In HCT-116 cells, BAY 87-2243 inhibits the hypoxia increased HRE-dependent luciferase expression with IC50 value of 0.7nM and inhibits the expression of HIF target gene CA9 with IC50 value of 2nM. In H460 cells cultured under hypoxia, BAY 87-2243 suppresses the expression of HIF-1 target genes including CA9, adrenomedullin and angiopoietin-like protein-4. BAY 87-2243 also inhibits both HIF-1α and HIF-2α protein accumulation in this cell line. Moreover, in mice model bearing H460 xenograft, treatment of BAY 87-2243 reduces the expression levels of HIF-1 target genes CA9, ANGPTL4 and EGLN3 and meanwhile reduces the tumor weight.
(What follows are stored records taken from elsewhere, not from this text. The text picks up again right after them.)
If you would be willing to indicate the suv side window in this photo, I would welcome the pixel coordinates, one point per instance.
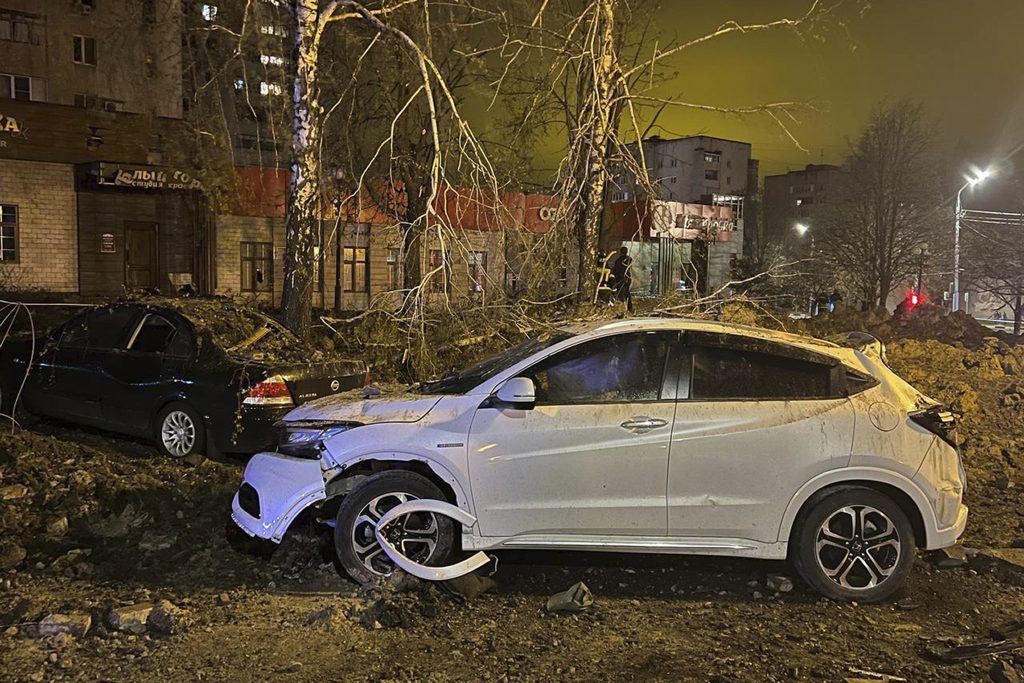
(721, 373)
(99, 329)
(621, 369)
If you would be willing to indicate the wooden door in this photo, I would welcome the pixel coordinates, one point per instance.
(141, 268)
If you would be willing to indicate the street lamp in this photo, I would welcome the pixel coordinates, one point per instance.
(971, 182)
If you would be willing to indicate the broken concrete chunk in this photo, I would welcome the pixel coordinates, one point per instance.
(948, 558)
(73, 625)
(131, 619)
(11, 555)
(168, 620)
(576, 599)
(778, 583)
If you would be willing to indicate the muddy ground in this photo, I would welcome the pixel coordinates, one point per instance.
(104, 522)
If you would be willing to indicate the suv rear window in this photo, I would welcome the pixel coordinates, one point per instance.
(723, 373)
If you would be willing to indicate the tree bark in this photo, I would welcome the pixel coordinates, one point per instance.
(300, 221)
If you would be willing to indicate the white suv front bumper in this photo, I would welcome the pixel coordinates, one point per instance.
(274, 489)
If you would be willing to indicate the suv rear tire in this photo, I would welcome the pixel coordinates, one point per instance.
(854, 544)
(180, 430)
(428, 538)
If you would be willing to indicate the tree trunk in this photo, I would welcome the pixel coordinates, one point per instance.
(296, 301)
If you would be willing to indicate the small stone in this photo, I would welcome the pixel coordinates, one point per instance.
(13, 493)
(1004, 672)
(131, 619)
(168, 620)
(778, 583)
(11, 555)
(75, 625)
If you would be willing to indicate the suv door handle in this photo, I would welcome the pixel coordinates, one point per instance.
(643, 424)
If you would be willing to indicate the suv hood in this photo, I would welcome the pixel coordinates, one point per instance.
(394, 408)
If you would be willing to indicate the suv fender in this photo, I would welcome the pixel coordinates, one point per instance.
(861, 475)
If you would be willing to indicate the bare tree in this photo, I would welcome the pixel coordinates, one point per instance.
(889, 204)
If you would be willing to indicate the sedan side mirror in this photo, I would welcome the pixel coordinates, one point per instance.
(517, 392)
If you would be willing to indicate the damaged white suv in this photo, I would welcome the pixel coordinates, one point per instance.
(655, 436)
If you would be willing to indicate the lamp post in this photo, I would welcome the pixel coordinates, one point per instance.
(971, 182)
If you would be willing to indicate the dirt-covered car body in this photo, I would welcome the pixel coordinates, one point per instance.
(717, 446)
(118, 367)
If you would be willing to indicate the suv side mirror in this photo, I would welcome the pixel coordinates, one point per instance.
(517, 392)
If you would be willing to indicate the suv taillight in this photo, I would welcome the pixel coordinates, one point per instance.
(938, 420)
(271, 391)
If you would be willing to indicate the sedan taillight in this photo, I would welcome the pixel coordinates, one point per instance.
(271, 391)
(938, 420)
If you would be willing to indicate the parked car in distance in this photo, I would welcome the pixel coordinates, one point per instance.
(651, 436)
(147, 370)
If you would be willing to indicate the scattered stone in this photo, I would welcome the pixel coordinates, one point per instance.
(1004, 672)
(168, 620)
(131, 619)
(74, 625)
(948, 558)
(778, 583)
(574, 599)
(11, 555)
(13, 492)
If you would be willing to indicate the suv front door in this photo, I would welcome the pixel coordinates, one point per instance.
(590, 458)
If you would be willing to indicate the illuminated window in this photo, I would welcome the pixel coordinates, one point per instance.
(8, 232)
(84, 50)
(440, 280)
(477, 270)
(355, 269)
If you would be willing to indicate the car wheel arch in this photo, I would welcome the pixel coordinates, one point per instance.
(902, 492)
(360, 467)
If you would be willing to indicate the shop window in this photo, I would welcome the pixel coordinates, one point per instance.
(355, 269)
(8, 232)
(394, 269)
(440, 269)
(25, 88)
(477, 271)
(257, 266)
(84, 51)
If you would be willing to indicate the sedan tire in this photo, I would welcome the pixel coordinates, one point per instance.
(180, 430)
(424, 538)
(854, 544)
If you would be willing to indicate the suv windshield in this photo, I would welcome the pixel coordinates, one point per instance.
(468, 378)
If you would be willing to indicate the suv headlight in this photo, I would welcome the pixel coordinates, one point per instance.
(306, 439)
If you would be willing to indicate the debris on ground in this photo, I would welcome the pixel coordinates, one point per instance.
(574, 599)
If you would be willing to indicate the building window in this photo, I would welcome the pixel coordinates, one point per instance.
(440, 269)
(477, 271)
(394, 268)
(84, 50)
(355, 269)
(257, 266)
(8, 232)
(16, 27)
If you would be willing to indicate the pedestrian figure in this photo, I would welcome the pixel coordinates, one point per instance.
(623, 279)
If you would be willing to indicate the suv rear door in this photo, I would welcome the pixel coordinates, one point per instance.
(590, 458)
(755, 422)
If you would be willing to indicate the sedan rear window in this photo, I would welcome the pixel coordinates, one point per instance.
(724, 373)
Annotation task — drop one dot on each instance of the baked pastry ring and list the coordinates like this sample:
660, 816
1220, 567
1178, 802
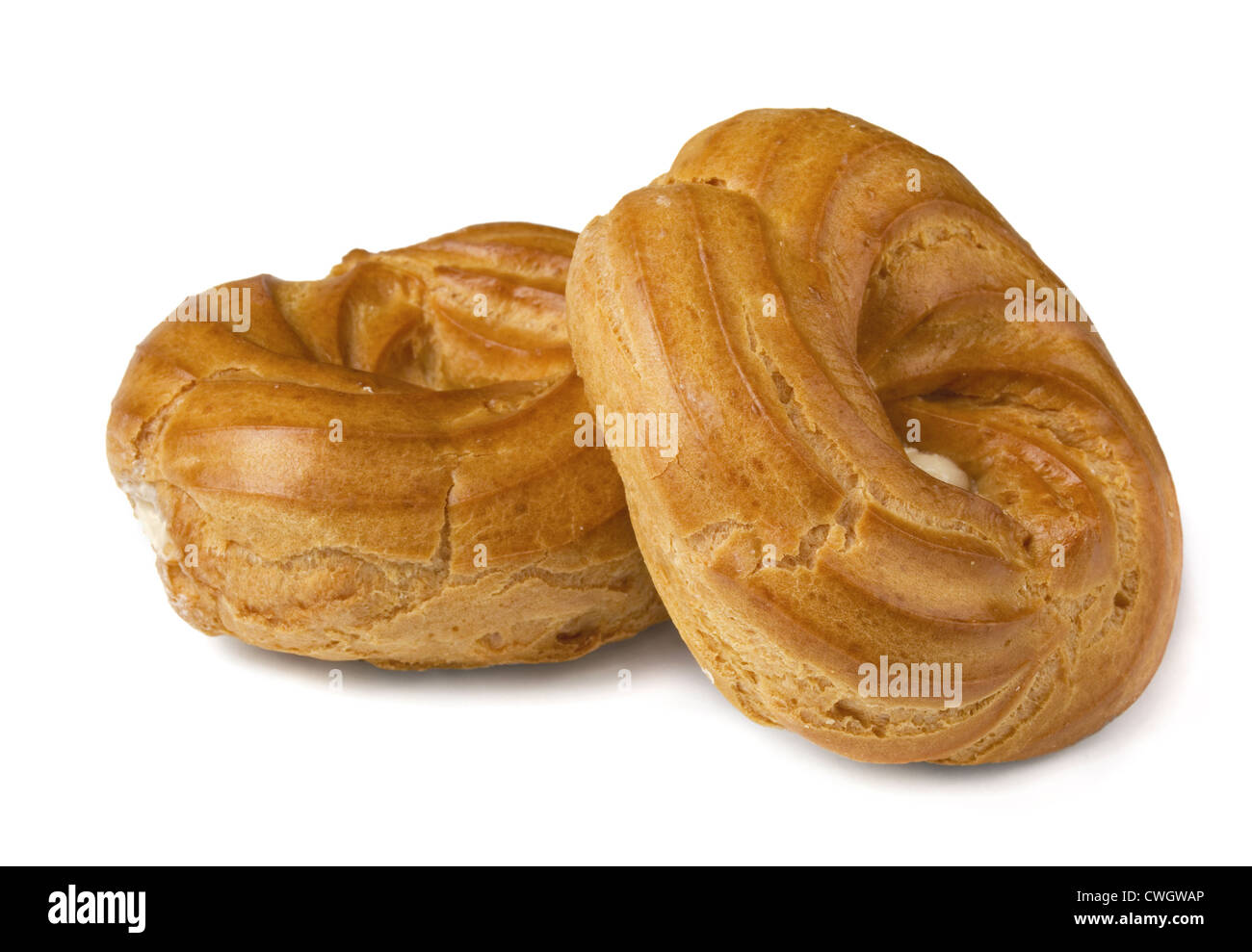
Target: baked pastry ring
380, 464
821, 303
In addition, BAY 87-2243 is also found to act as an inhibitor of mitochondrial function. It can inhibit the oxygen consumption with IC50 value of 10nM [1].

[1] Ellinghaus P, Heisler I, Unterschemmann K, et al. BAY 87-2243, a highly potent and selective inhibitor of hypoxia-induced gene activation has antitumor activities by inhibition of mitochondrial complex I. Cancer medicine, 2013, 2(5): 611-624.